Greenpoint, October, 2015

Tuesday, August 19, 2014

We Walk on the Grass

Stevie Smith's "The Pleasures of Friendship," brings a rare exclamation point to our summer series Poetry or Motion. And, as always with Stevie Smith, the question of tone. Mind how you walk.

The pleasures of friendship are exquisite,
How pleasant to go to a friend on a visit!
I go to my friend, we walk on the grass,
And the hours and minutes like moments pass.
Bryant Park (June 2014)


  1. This is lovely. Let's give Stevie a break and imagine she was letting her guard down to an uncharacteristic degree, and simply showing what a dear and decent person she was, "at heart" as they say.

    But I can't help myself from wanting to make that last line say,

    And the moments like interminable hours pass.

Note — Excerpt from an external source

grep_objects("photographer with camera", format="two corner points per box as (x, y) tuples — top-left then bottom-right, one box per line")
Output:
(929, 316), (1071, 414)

    (The ghost of Stevie made me do it.)

    But no -- the leisurely do-nothingism of the hours pleasantly passing, there, on the grass, in the summertime, in Bryant Park, seems a sort of infinite inevitable desideratum, exactly the sort Stevie probably had in mind.

  2. Tom,
    I love both endings to the poem--yours and Stevie's. Going back to the poem, I am struck by the wonderful weirdness of "hours and MINUTES like moments pass." I lazily think of minutes as synonymous with moments, but of course they are not. Ah poetry, ah precision!